今年五月、一年生が入学して間もなく、郊外の農家から、もらわれてきた。プールの裏の空き地を竹囲いした動物村で、ウサギ五匹、ニワトリ四羽と一緒に飼っている。子どもたちが当番を決め、えさは、原っぱで刈ってきた草と、近くのスーパーからもらった野菜クズ。
同小は五十七年から独特のカリキュラム「生活活動」を組んでいる。一、二年生で週六時間ある社会、理科、道徳、特別活動の四教科すべてをこの生活活動にあてる。「社会の一員としての意識を持たせる」「生物に親しむ」という現行指導要領の目標のワク内で、より一層の効果をあげるためだ。
ポポちゃんは、いろいろな形で、生活活動の授業に登場する。動物村の大掃除も、授業の一環だ。クラス総出で掃除し、フンはバケツで、学校菜園のたい肥所に運ぶ。ポポちゃんを教室に入れ、保健室から持ってきた体重計で重さをはかり、胴回りを測定して、成長の様子をノートに記録する。聴診器でポポちゃんの心臓の鼓動を聞くこともある。ドックン、ドックンと聞こえる生命の音に、子どもたちは、「ぼくと、おんなじだ」と嘆声をあげる。
一年生の生活活動には、ほかにも、アサガオ栽培、四季のカレンダー作り、校外を散歩しながらの地域調査などがある。小学一、二年生の社会、理科に代わる「生活科」を提言した教育課程審の先取りともいえる。
「生活科」新設には、「小学校低学年では、系統的な授業より、生き生きとした体験を大切にしたい」(文部省幹部)との狙いが込められている。
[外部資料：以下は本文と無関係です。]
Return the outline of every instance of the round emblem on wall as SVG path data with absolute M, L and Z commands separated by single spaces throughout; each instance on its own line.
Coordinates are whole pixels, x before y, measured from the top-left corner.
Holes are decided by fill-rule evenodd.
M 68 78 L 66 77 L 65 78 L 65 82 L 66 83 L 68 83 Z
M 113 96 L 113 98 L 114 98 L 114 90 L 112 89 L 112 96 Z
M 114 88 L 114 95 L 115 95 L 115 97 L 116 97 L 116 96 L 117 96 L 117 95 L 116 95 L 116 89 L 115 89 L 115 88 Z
一、二年の社会、理科の授業が、教科書中心の画一的な授業に陥りがちだったという反省もある。
関東地方の小学校長を対象とした全国連合小学校長会の調査では、全体の六四・二%が、「生活科」を必要と答えている。だが、二つの教科の内容を合わせて授業するには、教える側の力量と熱意が要求される。現行指導要領でも、合科的指導を薦めてはいるが、横浜国大の五十八年の調査だと、実践しているのは、全国の小学校のわずか一七・六%。理想と現実のギャップは大きい。
さまざまな実践で知られる筑波大付属小(東京都文京区)には、四十七年に「総合活動」の時間を設け、社会と理科を吸収しながら結局、九年後に復活させた苦い経験がある。体験学習を通して「自ら学ぶ力」をつけさせるという狙いが、教師側の理解不足もあって、空まわりに終わったのだ。
「子どもたちは生き生きと活動したが、かんじんの社会、理科の基礎的な力が育たなかった」と、総合活動研究部長の野崎浩教諭(48)。
基礎学力の養成と体験学習を両立させることは、教育課程審が言うほどやさしくはない。しかも、新設の生活科に予定されているのは週三時間で、現在の社会、理科の合計より一時間少ない。
同小では今月初め、プロジェクト・チームを発足させ、再びこの問題に挑戦する構えだが、その中心メンバーでもある野崎教諭は「週三時間では、結局、形を変えた詰め込み教育になりはしないか」と懸念する。
再び大手町小。教務主任の小林毅夫教諭(43)は今、ポポちゃんの行く末に注目している。すっぽりと雪に埋もれた冬の間、子どもたちはポポちゃんをどうするか。飼育をあきらめれば、ポポちゃんは、元の農家に戻る。
「子どもたちにポポちゃんを飼いきる力がついているかどうか。それは子どもたちに判断させます。駄目なら駄目で、何かを考える。それが体験学習の決め手です」。生活科に求められているのは、結果を急がない、ゆったりとした教育である。